Su nombre aparece en una solicitud de transferencia sospechosa presentada a su nombre dos días antes.

La firma no es suya.

El sello notarial es auténtico.

El notario no lo es.

Es un sello falsificado.

Daniel se queda atónito ante esto.

Entonces, el administrador del fideicomiso confirma que alguien llamó la semana pasada haciéndose pasar por usted, preguntando sobre los procedimientos de venta, pero no respondió a las preguntas de seguridad, por lo que no se proporcionó información. Se registró una consulta pendiente, nada más. Sin embargo, la oficina de registro tiene una solicitud escaneada de liberación de título para el Volkswagen. También falsa. También en revisión, sin finalizar.

Su hija no vendió los bienes.

Lo intentó.

Y para hacerlo, se hizo pasar por usted.

Se queda muy quieta mientras esa verdad se instala en lo más profundo de su ser.

Una madre pasa décadas creyendo que el dolor vendrá del mundo exterior: enfermedades, accidentes, extraños, el paso del tiempo. Nunca imagina que un día la cuchilla cortará el rostro de su hijo.

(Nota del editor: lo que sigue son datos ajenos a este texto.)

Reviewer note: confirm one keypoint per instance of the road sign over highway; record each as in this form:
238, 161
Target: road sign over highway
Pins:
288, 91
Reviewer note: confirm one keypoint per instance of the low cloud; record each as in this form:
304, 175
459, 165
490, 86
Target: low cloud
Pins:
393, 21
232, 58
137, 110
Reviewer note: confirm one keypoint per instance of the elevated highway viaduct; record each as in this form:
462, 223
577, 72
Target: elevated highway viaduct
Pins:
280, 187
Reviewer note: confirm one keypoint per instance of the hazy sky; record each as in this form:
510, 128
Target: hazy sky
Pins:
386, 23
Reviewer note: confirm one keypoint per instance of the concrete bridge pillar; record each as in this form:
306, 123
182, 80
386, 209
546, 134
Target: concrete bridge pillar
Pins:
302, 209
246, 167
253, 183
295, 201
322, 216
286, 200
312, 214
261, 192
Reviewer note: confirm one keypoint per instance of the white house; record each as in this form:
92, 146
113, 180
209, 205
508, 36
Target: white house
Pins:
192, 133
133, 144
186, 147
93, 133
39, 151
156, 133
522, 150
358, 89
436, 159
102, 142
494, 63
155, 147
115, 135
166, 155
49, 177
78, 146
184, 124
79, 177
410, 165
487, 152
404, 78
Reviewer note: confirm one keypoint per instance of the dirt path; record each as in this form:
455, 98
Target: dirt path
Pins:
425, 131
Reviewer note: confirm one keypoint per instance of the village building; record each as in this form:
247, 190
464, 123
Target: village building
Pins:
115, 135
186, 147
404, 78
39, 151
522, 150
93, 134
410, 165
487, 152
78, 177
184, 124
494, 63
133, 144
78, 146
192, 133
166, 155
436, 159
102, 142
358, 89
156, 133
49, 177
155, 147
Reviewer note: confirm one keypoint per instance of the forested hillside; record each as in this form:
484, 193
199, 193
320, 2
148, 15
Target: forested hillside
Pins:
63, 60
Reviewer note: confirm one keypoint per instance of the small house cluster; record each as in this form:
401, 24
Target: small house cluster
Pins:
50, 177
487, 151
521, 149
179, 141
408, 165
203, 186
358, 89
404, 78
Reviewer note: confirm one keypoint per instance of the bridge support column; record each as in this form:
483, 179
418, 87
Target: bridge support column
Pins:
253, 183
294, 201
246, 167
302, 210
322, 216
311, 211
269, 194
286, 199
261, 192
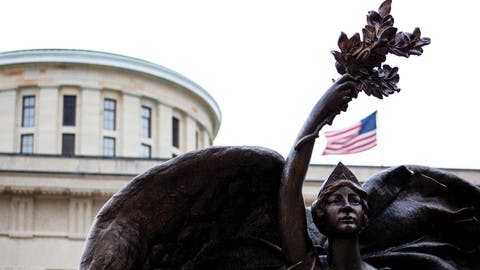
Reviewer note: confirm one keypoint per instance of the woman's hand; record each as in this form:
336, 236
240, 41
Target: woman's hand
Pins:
339, 94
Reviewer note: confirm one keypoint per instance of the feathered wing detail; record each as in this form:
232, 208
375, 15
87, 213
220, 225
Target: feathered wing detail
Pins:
422, 218
214, 208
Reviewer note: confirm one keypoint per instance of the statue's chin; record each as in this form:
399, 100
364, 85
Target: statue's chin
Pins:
346, 231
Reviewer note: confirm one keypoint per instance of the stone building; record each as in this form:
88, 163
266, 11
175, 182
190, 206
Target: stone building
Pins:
76, 126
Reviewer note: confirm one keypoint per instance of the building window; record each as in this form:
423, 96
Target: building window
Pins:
175, 132
26, 145
68, 144
69, 108
146, 121
146, 150
108, 146
109, 116
28, 111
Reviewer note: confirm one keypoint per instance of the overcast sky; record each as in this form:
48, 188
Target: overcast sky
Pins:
267, 62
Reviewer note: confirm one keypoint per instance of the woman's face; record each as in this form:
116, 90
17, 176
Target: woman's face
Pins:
344, 212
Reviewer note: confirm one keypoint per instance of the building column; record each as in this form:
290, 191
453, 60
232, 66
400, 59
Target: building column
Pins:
129, 126
189, 134
89, 125
164, 143
7, 128
46, 141
21, 217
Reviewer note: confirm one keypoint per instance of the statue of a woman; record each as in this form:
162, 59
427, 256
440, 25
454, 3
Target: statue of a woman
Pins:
340, 210
340, 213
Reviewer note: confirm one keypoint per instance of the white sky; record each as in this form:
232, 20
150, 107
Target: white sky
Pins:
267, 62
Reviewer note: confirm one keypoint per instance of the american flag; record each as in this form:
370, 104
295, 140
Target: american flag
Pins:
353, 139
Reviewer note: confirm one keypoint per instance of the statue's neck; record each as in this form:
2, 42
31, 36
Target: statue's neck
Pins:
344, 254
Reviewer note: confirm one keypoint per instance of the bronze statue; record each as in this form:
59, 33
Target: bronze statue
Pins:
340, 213
242, 207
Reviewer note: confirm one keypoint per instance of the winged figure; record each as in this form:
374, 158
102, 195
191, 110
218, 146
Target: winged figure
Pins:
242, 207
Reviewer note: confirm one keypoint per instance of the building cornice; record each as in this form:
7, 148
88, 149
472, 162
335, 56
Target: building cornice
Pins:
112, 60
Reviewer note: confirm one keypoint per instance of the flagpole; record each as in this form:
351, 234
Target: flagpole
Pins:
379, 142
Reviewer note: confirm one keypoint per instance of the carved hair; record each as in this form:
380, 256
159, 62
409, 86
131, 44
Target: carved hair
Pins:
319, 205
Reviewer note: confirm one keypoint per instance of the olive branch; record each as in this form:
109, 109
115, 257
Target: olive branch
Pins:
363, 58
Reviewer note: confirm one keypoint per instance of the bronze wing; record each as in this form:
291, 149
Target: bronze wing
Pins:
422, 218
210, 209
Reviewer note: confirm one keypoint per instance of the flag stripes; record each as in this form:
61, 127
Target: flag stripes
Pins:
353, 139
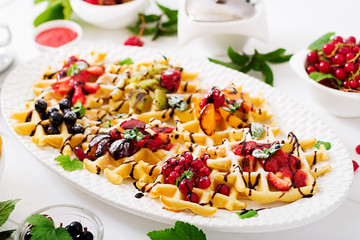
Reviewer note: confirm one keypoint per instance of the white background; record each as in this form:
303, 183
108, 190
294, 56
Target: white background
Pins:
292, 25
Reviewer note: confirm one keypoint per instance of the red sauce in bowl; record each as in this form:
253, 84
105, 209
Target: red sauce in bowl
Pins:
55, 37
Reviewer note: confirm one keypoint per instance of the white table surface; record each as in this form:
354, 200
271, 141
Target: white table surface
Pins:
292, 25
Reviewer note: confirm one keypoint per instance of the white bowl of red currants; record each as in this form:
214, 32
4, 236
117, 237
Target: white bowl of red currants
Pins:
66, 220
330, 66
109, 14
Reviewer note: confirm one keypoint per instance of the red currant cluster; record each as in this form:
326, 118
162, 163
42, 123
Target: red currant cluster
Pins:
339, 58
174, 168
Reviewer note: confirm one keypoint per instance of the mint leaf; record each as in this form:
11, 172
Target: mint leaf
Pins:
78, 108
319, 43
44, 229
181, 231
133, 134
177, 102
257, 130
186, 174
126, 61
318, 76
51, 13
67, 164
326, 144
6, 234
6, 209
247, 213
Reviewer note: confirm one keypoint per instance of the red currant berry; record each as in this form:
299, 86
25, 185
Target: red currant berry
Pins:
197, 164
328, 48
349, 67
339, 59
340, 74
204, 157
192, 197
324, 67
204, 182
173, 176
166, 170
223, 189
187, 155
353, 84
344, 50
349, 56
338, 39
310, 69
185, 186
204, 171
357, 149
179, 169
312, 57
351, 39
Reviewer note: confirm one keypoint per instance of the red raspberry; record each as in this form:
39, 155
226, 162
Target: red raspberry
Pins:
214, 96
192, 197
171, 79
134, 41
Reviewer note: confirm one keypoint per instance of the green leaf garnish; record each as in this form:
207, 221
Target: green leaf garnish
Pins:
75, 68
181, 231
326, 144
186, 174
177, 102
44, 229
6, 209
256, 62
319, 43
107, 124
318, 76
126, 61
266, 152
67, 164
133, 134
78, 108
233, 107
164, 24
257, 130
247, 213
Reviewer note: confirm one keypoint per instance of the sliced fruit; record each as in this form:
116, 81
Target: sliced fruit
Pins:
160, 100
207, 119
278, 183
300, 179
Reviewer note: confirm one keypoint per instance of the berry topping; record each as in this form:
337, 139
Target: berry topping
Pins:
192, 197
171, 78
65, 104
70, 118
55, 118
40, 105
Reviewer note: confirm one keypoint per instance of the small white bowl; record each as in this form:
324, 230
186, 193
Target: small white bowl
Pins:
55, 24
109, 16
336, 102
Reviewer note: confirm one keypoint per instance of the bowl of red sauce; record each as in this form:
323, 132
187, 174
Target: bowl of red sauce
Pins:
57, 33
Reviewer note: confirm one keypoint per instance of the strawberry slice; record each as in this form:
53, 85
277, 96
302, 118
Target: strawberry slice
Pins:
96, 70
78, 95
300, 179
91, 87
278, 183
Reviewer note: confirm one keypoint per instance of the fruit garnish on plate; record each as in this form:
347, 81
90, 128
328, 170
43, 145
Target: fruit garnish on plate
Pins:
333, 61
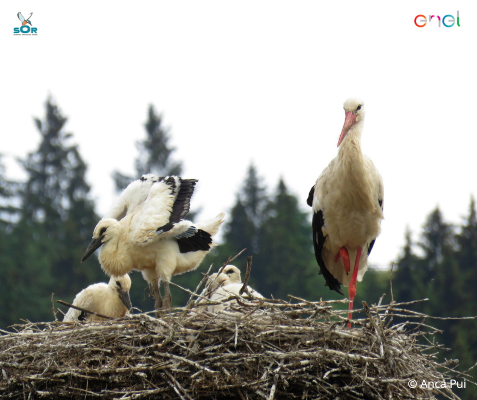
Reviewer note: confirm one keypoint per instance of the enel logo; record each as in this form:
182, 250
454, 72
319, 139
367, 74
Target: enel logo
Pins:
25, 29
448, 20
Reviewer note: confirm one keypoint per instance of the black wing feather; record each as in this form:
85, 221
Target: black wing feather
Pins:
318, 243
309, 200
200, 241
182, 204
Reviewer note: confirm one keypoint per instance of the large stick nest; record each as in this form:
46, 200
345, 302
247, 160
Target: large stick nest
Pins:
271, 349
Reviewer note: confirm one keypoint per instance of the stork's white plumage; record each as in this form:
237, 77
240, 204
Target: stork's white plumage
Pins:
151, 235
347, 202
227, 284
110, 299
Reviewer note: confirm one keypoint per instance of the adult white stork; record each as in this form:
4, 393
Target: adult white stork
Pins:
151, 234
110, 299
347, 201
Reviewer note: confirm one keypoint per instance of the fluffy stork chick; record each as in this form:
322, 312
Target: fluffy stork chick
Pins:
347, 202
136, 193
229, 284
153, 238
110, 299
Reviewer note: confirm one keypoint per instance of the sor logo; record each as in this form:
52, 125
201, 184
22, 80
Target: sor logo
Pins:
25, 29
448, 20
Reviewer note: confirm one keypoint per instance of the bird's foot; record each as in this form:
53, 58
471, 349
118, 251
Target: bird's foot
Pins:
352, 285
167, 299
156, 295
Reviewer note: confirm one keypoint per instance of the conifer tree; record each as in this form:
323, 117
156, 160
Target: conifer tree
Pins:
405, 286
154, 153
57, 218
8, 209
285, 263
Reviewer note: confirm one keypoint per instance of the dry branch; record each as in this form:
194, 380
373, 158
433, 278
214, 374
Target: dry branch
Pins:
270, 349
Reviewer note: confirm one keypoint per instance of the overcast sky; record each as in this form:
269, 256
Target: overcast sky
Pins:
254, 81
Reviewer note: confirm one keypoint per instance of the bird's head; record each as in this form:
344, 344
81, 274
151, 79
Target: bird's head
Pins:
354, 113
121, 285
233, 273
103, 232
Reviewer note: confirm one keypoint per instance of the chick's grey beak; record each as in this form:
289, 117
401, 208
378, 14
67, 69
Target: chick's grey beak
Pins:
124, 296
95, 243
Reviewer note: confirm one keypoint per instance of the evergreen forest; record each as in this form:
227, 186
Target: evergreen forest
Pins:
46, 222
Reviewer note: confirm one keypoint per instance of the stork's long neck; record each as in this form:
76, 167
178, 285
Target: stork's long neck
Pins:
114, 258
353, 170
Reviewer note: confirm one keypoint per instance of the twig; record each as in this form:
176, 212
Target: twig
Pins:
244, 287
83, 309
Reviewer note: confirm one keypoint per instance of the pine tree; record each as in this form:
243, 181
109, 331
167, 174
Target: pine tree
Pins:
286, 250
57, 218
242, 229
405, 285
8, 209
154, 153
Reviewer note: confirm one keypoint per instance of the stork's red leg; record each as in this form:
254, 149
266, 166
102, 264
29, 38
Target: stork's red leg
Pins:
352, 284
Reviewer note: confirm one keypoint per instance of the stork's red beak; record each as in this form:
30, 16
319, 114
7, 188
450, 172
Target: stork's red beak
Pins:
349, 122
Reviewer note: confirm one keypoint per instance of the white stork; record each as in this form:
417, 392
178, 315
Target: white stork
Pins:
110, 299
347, 201
151, 235
227, 284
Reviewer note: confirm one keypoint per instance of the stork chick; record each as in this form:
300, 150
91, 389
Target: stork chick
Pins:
230, 285
110, 299
151, 235
347, 202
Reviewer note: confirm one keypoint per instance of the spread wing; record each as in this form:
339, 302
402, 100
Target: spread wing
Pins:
162, 212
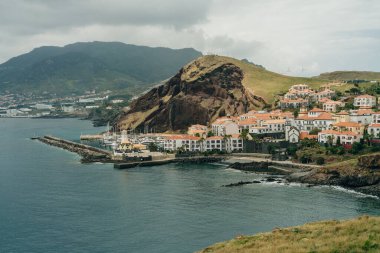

Daniel te pregunta amablemente si quieres que intervenga la policía ahora o si prefieres empezar con notificaciones formales para congelar toda actividad y conservar los registros. Eliges la segunda opción. No porque Ángela merezca protección, sino porque necesitas información antes de que llegue la guerra. Daniel está de acuerdo. Al mediodía, las notificaciones certificadas están listas. Se activan las alertas de fraude. Un investigador privado con el que trabaja ocasionalmente es asignado para rastrear a los supuestos compradores.